Basta pensiero mitico! Tutto sembra riconducibile alla chimica neuronale, e l’applicazione giudiziaria anche in Italia sembra sostituire ai pregiudizi progressisti, per cui è sempre colpa della società, nuove verità per cui dipende tutto da malfunzionamenti cerebrali. E la razionalità coincide con la fisiologia cerebrale, che stima il presente per apprendimento dal passato e beneficia per il futuro di orientamenti fiduciari, comprese le fedi religiose, che consentono di sperare contro ogni speranza e di produrre benessere sia al cervello sia all’organismo in genere. Nuove conciliazioni tra fede e ragione sembrano imporsi: la questione ormai è tra fede e salute, fede e fisiologia neuronale…

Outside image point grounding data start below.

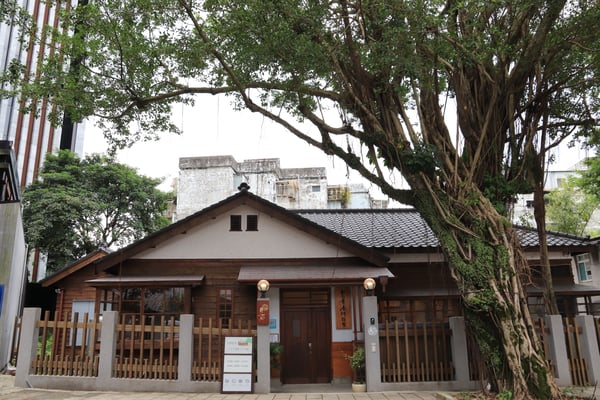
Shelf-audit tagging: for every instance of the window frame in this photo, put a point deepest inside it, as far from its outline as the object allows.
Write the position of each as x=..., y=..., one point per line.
x=224, y=311
x=235, y=223
x=584, y=267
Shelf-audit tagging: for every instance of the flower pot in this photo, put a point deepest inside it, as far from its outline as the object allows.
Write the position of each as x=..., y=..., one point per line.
x=359, y=387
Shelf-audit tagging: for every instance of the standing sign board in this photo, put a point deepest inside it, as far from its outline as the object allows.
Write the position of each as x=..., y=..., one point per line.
x=237, y=365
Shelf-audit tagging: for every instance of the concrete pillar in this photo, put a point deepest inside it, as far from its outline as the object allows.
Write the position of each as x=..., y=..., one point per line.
x=27, y=345
x=589, y=347
x=460, y=353
x=108, y=345
x=263, y=360
x=186, y=348
x=557, y=347
x=372, y=355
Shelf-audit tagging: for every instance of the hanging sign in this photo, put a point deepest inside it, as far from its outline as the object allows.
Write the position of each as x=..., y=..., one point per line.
x=262, y=312
x=343, y=310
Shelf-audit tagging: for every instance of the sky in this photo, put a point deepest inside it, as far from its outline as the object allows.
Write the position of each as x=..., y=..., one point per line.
x=211, y=127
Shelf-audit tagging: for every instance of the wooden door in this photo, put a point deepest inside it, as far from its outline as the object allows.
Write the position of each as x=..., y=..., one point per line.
x=306, y=339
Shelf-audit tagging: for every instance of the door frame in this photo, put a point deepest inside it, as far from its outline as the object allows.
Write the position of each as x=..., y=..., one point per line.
x=322, y=333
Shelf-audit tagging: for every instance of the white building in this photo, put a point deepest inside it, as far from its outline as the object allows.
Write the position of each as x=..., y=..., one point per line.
x=204, y=181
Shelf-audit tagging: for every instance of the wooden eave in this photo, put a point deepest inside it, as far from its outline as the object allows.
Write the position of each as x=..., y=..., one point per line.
x=74, y=267
x=230, y=203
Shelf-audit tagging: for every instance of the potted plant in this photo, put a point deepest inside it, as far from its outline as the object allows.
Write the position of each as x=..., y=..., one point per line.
x=357, y=363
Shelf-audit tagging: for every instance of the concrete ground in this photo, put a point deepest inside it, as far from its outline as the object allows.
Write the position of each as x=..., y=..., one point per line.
x=287, y=392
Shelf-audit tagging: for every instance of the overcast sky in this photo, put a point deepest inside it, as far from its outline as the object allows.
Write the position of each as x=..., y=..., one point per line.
x=213, y=128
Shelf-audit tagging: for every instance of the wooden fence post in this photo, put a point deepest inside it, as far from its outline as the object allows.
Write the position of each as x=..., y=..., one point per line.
x=589, y=347
x=28, y=345
x=372, y=350
x=186, y=348
x=460, y=353
x=108, y=345
x=263, y=356
x=557, y=347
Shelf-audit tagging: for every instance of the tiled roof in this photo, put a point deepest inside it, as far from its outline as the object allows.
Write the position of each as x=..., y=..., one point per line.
x=404, y=228
x=376, y=228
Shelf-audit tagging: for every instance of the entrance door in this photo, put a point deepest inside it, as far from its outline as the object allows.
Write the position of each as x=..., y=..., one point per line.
x=306, y=337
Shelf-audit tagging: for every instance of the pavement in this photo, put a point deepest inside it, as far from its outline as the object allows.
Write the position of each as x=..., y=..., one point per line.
x=8, y=391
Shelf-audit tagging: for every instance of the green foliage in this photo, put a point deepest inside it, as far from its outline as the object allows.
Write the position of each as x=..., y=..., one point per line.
x=505, y=395
x=80, y=204
x=357, y=363
x=569, y=208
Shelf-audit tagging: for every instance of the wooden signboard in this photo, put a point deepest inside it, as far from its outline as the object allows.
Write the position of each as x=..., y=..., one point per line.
x=237, y=365
x=343, y=310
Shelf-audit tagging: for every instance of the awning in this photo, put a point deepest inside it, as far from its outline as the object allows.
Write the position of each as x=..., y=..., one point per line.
x=573, y=289
x=147, y=280
x=320, y=273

Ma non sarà l’ultimo mito, qui nel senso d’illusione consolatoria, proiezione totalizzante e semplicistica su alcuni dati sperimentali? I conflitti che nel mondo reale agitano popoli e nazioni, i contrasti d’interesse planetario, le differenza d’interpretazione su base culturale e sociale, l’angoscia del morire personale e la compulsione a dare la morte agli altri con la criminalità e la guerra, il desiderio di giustizia e quindi di vivere con qualità tutti insieme, dove e come trovano spiegazione su base neuronale? L’etica funziona, sembrerebbe, ma perché fallisce così terribilmente su scala planetaria? Lo Speciale Tg1 si ferma agli spot luminescenti, non riesce a illuminare il quadro.

È tardi e bisogna spegnere, troppi miti in Tv, e anche nella vita reale; ma non se ne può fare a meno. Davanti agli occhi intorpiditi nella stanza raccolta e silenziosa, sino a Natale e poi all’Epifania, il presepio che s’accende a intermittenza illumina l’armonia rappresentativa di un piccolo paesaggio di pace, bellezza e giustizia tra le genti. Immagini di persone e natura nel sereno dello spirito, frammento di mondo finito che allude all’infinito, briciola di spazio concluso e simbolico, che trascende ciò che appare. Respira del racconto di realtà dal censimento di Tiberio Augusto ai vangeli sinottici, ai cronisti antichi… – frammisto alle impronte mitiche – il cammino dei Re Magi dietro la brillante stella… E alla fiducia nel senso profondo del racconto stesso, a fare memoria di dove siamo e desideravamo essere, a ispirarci per dove andremo e vorremmo poter andare. Oltre il mito.